Mémoire vivante du massacre de Thiaroye
À 86 ans, Biram Senghor est le dernier lien vivant entre le massacre de Thiaroye et les générations d’aujourd’hui. Ce vieil homme à la démarche hésitante, appuyé sur une canne, incarne la lutte pour la vérité et la justice concernant l’un des épisodes les plus sombres de l’histoire coloniale française.
Sous sa véranda à Diakhao, une petite bourgade sénégalaise au cœur du Sine, Biram Senghor raconte inlassablement l’histoire de son père, M’Bap Senghor, tirailleur sénégalais abattu le 1er décembre 1944 par l’armée coloniale française.
«Grand-mère m’a dit : “Ton père est mort”»
Il avait à peine six ans lorsque son père a été tué dans le camp militaire de Thiaroye, près de Dakar. M’Bap Senghor, comme des centaines d’autres tirailleurs africains ayant combattu pour la France pendant la Seconde Guerre mondiale, réclamait le paiement de ses arriérés de solde. Ce geste de revendication légitime a été violemment réprimé par l’armée coloniale : les soldats ont été désarmés, puis abattus, leurs corps jetés dans une fosse commune.

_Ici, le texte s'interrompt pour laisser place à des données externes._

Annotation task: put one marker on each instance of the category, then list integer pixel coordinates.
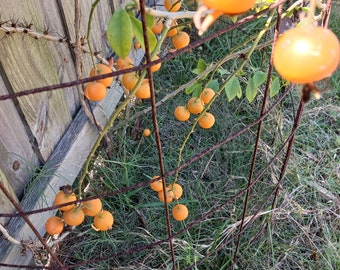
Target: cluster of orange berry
(173, 192)
(74, 214)
(195, 105)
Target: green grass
(302, 232)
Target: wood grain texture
(62, 168)
(16, 154)
(50, 113)
(30, 63)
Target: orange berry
(172, 5)
(306, 54)
(180, 40)
(157, 27)
(102, 69)
(195, 105)
(62, 197)
(95, 91)
(157, 185)
(143, 91)
(92, 207)
(146, 132)
(156, 67)
(129, 80)
(169, 195)
(123, 63)
(230, 6)
(103, 221)
(207, 94)
(74, 217)
(180, 212)
(173, 29)
(181, 113)
(177, 190)
(206, 120)
(54, 225)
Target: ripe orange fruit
(180, 40)
(173, 29)
(137, 45)
(156, 67)
(62, 197)
(306, 54)
(232, 7)
(74, 217)
(172, 5)
(146, 132)
(195, 105)
(181, 113)
(123, 63)
(95, 91)
(177, 190)
(206, 120)
(180, 212)
(207, 94)
(157, 185)
(157, 27)
(54, 225)
(92, 207)
(143, 91)
(129, 80)
(102, 69)
(103, 221)
(169, 195)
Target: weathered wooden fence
(47, 130)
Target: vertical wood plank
(30, 63)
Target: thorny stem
(89, 31)
(250, 52)
(117, 112)
(251, 171)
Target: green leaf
(214, 85)
(119, 33)
(259, 78)
(233, 88)
(251, 90)
(201, 65)
(274, 87)
(137, 29)
(149, 20)
(191, 88)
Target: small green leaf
(119, 33)
(137, 29)
(274, 87)
(191, 88)
(213, 84)
(259, 78)
(232, 88)
(251, 90)
(201, 65)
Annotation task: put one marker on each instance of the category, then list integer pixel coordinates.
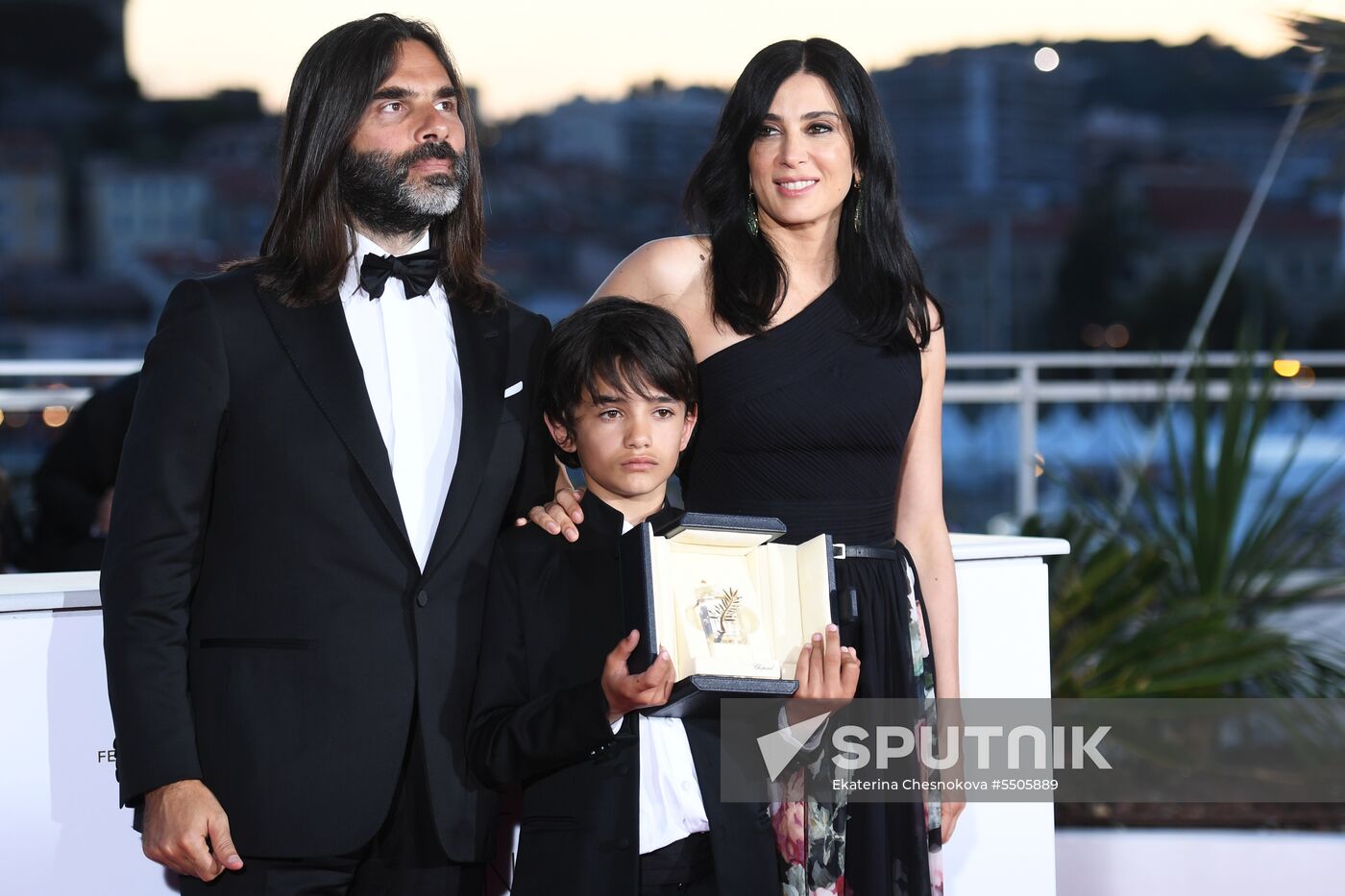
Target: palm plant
(1325, 36)
(1172, 596)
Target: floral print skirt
(867, 849)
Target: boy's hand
(625, 691)
(827, 677)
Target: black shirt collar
(601, 519)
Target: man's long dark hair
(878, 275)
(308, 244)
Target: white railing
(1025, 379)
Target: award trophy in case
(726, 599)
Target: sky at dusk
(526, 57)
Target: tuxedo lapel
(481, 352)
(318, 342)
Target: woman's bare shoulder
(661, 271)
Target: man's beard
(377, 188)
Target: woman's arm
(920, 523)
(921, 527)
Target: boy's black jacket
(540, 717)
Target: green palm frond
(1172, 596)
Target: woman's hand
(827, 677)
(561, 516)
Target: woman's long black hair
(306, 245)
(878, 275)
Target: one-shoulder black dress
(807, 423)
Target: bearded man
(326, 442)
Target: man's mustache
(427, 153)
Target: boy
(612, 804)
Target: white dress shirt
(409, 356)
(670, 792)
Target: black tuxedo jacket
(266, 624)
(540, 717)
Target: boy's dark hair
(629, 346)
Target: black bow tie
(416, 271)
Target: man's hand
(187, 831)
(625, 691)
(827, 677)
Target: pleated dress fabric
(807, 423)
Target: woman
(822, 368)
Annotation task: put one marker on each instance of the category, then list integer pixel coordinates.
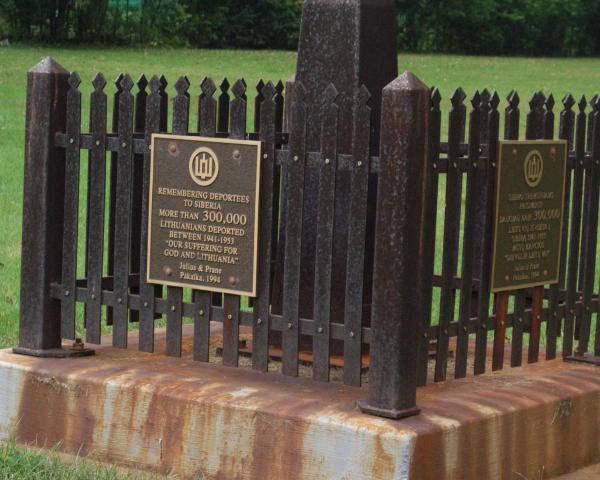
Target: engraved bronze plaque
(529, 216)
(203, 214)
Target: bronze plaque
(530, 196)
(203, 214)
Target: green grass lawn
(559, 76)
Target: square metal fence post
(43, 204)
(397, 307)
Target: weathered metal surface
(397, 310)
(43, 200)
(96, 207)
(347, 44)
(205, 423)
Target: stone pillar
(346, 43)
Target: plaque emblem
(534, 168)
(204, 166)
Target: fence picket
(231, 303)
(295, 201)
(535, 130)
(207, 126)
(148, 292)
(96, 207)
(575, 233)
(139, 127)
(435, 121)
(123, 202)
(489, 104)
(262, 324)
(114, 157)
(555, 317)
(357, 232)
(223, 121)
(466, 289)
(451, 230)
(591, 228)
(181, 117)
(71, 210)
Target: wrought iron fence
(414, 168)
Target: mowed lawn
(559, 76)
(527, 75)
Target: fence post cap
(49, 66)
(407, 81)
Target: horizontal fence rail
(97, 251)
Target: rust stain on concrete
(171, 415)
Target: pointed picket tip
(495, 100)
(208, 86)
(155, 84)
(99, 82)
(74, 80)
(436, 97)
(568, 101)
(268, 91)
(476, 99)
(182, 85)
(118, 81)
(458, 97)
(299, 92)
(239, 88)
(142, 82)
(49, 66)
(537, 101)
(126, 83)
(331, 93)
(407, 81)
(513, 99)
(363, 95)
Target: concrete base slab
(205, 421)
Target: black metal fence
(415, 169)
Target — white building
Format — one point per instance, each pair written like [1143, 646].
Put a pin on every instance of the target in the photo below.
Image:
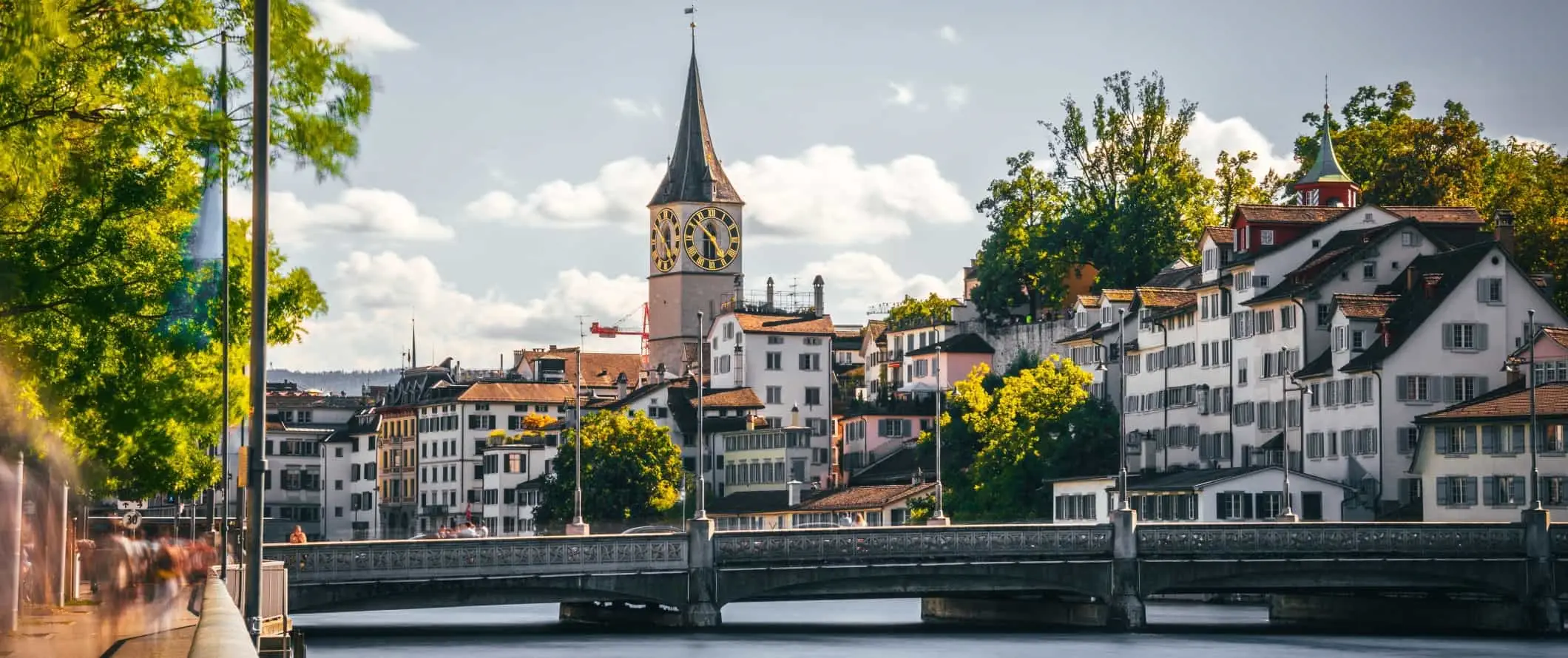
[789, 361]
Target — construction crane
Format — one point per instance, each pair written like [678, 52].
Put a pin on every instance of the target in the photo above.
[621, 330]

« Grand-mère m’a dit : “Ton père est mort.” Je ne savais même pas ce que cela signifiait, » se souvient Biram, dont les souvenirs d’enfance sont hantés par ce drame. Il n’a jamais pu revoir le corps de son père, seulement quelques objets lui rappellent son existence : une photo froissée et jaunie, un matricule (32 124), et les récits douloureux d’une famille brisée.

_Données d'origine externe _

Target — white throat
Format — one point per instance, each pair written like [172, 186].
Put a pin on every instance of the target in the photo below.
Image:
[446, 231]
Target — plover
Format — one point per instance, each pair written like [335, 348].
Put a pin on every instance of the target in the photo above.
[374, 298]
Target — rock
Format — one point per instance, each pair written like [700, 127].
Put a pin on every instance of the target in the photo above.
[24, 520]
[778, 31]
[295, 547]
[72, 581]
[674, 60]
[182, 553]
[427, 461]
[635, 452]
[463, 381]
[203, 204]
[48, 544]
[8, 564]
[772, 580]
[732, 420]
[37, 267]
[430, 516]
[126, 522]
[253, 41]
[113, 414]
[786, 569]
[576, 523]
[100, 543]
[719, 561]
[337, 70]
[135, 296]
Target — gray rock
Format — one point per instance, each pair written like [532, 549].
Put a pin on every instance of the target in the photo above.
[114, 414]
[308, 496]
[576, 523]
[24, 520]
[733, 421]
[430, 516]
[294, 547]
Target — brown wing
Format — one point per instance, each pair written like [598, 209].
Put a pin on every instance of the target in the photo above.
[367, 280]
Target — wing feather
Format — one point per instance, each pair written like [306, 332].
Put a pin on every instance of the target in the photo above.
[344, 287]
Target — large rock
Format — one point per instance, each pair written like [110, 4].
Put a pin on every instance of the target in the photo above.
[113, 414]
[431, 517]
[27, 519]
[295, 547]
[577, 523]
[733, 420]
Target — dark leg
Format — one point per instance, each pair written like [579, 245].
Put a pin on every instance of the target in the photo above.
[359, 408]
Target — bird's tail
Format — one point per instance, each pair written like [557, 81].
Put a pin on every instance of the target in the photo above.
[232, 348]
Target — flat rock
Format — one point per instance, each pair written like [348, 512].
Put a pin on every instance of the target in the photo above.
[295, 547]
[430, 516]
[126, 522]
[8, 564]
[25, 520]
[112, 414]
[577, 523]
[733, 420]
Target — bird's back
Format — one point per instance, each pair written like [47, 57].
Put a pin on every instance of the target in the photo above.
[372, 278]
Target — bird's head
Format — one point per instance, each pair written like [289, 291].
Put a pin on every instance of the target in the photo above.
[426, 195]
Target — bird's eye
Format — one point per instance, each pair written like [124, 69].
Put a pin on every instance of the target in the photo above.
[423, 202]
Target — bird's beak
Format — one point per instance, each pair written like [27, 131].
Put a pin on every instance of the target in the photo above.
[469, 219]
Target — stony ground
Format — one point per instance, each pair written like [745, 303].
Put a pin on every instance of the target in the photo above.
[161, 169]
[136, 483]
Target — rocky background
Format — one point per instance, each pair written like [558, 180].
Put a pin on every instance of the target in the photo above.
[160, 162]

Malgré son âge avancé et la perte de sa vue, Biram Senghor n’a jamais renoncé à obtenir justice pour son père et les autres victimes de Thiaroye. « La France doit s’excuser, indemniser les familles et reconnaître pleinement la responsabilité de ce crime », martèle-t-il.
Un combat de plusieurs décennies
Son combat a commencé très tôt, dès 1948, lorsqu’il accompagnait sa mère à des convocations administratives sans résultats. À partir des années 1970, il s’adresse aux présidents sénégalais et français, espérant une reconnaissance officielle. En 1982, il écrit à François Mitterrand, mais ses efforts sont systématiquement ignorés ou balayés.

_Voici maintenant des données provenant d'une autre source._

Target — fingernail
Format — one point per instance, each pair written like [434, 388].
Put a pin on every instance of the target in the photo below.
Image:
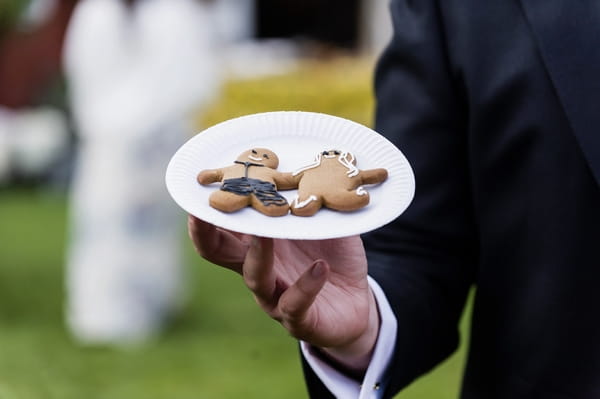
[318, 269]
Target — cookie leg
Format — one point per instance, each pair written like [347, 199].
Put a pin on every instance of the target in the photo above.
[306, 205]
[347, 201]
[228, 202]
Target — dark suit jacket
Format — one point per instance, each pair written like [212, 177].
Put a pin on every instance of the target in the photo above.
[496, 104]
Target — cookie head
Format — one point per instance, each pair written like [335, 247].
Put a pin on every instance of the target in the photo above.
[261, 156]
[344, 156]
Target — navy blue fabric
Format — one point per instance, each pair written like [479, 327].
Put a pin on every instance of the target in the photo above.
[494, 104]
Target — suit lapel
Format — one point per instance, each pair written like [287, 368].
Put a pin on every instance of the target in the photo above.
[568, 34]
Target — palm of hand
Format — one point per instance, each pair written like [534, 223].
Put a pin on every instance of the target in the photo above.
[340, 310]
[317, 290]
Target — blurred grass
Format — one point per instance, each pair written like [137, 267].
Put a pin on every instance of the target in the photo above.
[221, 345]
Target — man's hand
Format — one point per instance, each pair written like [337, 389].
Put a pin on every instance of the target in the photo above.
[317, 290]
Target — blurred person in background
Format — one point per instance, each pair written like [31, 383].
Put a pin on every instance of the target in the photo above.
[35, 137]
[135, 70]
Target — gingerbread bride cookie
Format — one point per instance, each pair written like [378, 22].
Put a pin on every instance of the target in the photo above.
[251, 181]
[333, 181]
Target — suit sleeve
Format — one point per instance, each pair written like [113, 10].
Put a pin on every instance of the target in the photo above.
[425, 261]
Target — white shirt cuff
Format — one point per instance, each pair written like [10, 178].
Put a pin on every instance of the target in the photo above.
[372, 385]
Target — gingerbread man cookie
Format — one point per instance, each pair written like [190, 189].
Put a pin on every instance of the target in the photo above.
[251, 181]
[333, 181]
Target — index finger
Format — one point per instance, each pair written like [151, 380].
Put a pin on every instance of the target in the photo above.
[217, 245]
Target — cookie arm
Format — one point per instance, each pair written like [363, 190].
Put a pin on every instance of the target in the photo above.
[286, 181]
[209, 176]
[373, 176]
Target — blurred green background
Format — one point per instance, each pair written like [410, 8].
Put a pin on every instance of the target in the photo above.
[220, 345]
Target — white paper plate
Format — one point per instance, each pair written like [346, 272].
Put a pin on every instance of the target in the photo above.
[295, 137]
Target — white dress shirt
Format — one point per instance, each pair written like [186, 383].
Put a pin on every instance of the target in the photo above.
[372, 385]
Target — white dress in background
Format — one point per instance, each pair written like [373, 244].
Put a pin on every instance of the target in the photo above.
[135, 74]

En 2013, son combat trouve un nouvel élan grâce à l’historienne française Armelle Mabon, qui exhume les archives du massacre et l’aide à faire avancer sa cause. En 2024, une victoire partielle est obtenue : M’Bap Senghor et cinq autres tirailleurs sont reconnus « Morts pour la France ». Mais pour Biram, cela reste insuffisant : « Ils veulent enterrer cette affaire comme ils ont enterré mon père. Je ne peux pas l’accepter. »
Aujourd’hui, Biram Senghor ne lutte pas seulement pour lui-même. Il porte la mémoire de tous les tirailleurs massacrés à Thiaroye. « C’est un devoir de vérité. Ces hommes ont sacrifié leur vie pour une cause qui les a trahis. Leurs corps reposent dans des fosses communes, sans sépulture digne. C’est une insulte à leur mémoire », a-t-il déclaré.
Un appel universel à la justice
Derrière ses lunettes noires, Biram Senghor est un homme déterminé, habité par une mission qu’il n’abandonnera pas, malgré les années et les épreuves. Chaque année, jusqu’à ce que la cécité l’en empêche, il se rendait au cimetière de Thiaroye, un lieu de recueillement devenu symbole de son combat. Biram Senghor incarne une lutte plus grande que lui : celle contre l’oubli et pour la reconnaissance des crimes coloniaux. « La France sait ce qui s’est passé, mais elle refuse de l’admettre pleinement. Elle doit ouvrir les archives et faire face à son passé », soutient-il.
À quelques jours des commémorations du 80ᵉ anniversaire du massacre de Thiaroye, Biram Senghor est invité à la cérémonie officielle. Mais pour lui, ces hommages symboliques ne suffisent pas : « Ce que je veux, c’est la vérité, les excuses et des réparations pour ma famille et toutes celles des victimes. »
Son combat est un rappel que les blessures du passé colonial restent ouvertes tant qu’elles ne sont pas reconnues et réparées. À travers sa voix, les tirailleurs massacrés à Thiaroye continuent de réclamer justice, 79 ans après leur mort.